Former China president Jiang Zemin dies, aged 96

Former Chinese president Jiang Zemin has died aged 96, leaving a legacy that includes him leading his country out of diplomatic isolation following the Tiananmen Square massacre.

Mr Jiang died of leukaemia and multiple organ failure in Shanghai, state TV and the official Xinhua News Agency reported on Wednesday.

A longstanding Communist Party devotee, Mr Jiang took the top office from 1989 to 2002 and was instrumental in economic reforms that led to large-scale growth.

He was the surprise choice to take over from Zhao Ziyang following the Tiananmen Square disaster that saw at least 300 massacred in student-led protests against the government.

Jiang Zemin meeting Russian president Vladimir Putin (REUTERS)
Jiang Zemin meeting Russian president Vladimir Putin (REUTERS)

During Mr Jiang’s tenure, China opened up trade to the outside and became a less secretive state - joining the World Trade Organisation in 2001. He also oversaw the return of Hong Kong from British to Chinese rule in 1997 and helped Beijing secure the 2008 Olympics.

However, his administration jailed human rights, labour and pro-democracy activists and banned the Falun Gong spiritual movement, which the ruling party saw as a threat to its monopoly on power.

Mr Jiang gave up his last official title in 2004 but remained a force behind the scenes in the wrangling that led to the rise of current president Xi Jinping, who took power in 2012.

Pakistan prime minister Shehbaz Sharif was among the first to pay tribute.

He tweeted: “I extend my profound condolences on the sad demise of former President of China, Jiang Zemin.

“The late President was a wise leader and a statesman. In Pakistan, we fondly remember him as a great friend who made valuable contributions in strengthening Pakistan-China relations.”
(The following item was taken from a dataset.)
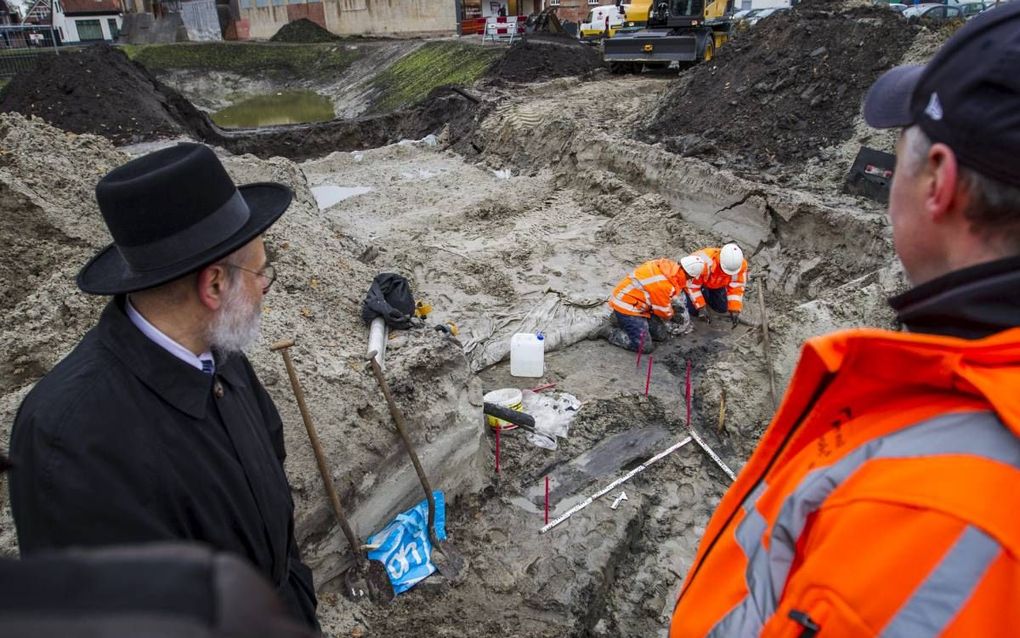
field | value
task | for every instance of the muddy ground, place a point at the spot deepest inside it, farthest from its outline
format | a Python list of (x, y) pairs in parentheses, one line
[(519, 217)]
Portly and owlish in oversize glasses, Mr Jiang was an ebullient figure who played the piano and enjoyed singing, in contrast to his more reserved successors.

He was born into a middle-class family in 1926 and worked in various jobs, culminating in his time as mayor of Shanghai from 1985-89.

He spoke enthusiastic, if halting English and would recite the Gettysburg Address for foreign visitors. On a visit to Britain, he tried to coax Queen Elizabeth II into singing karaoke.

Mr Jiang had faded from public sight and last appeared publicly alongside current and former leaders atop Beijing's Tiananmen Gate at a 2019 military parade celebrating the party's 70th anniversary in power.

He is well-known for his mantra of “stability above all else”.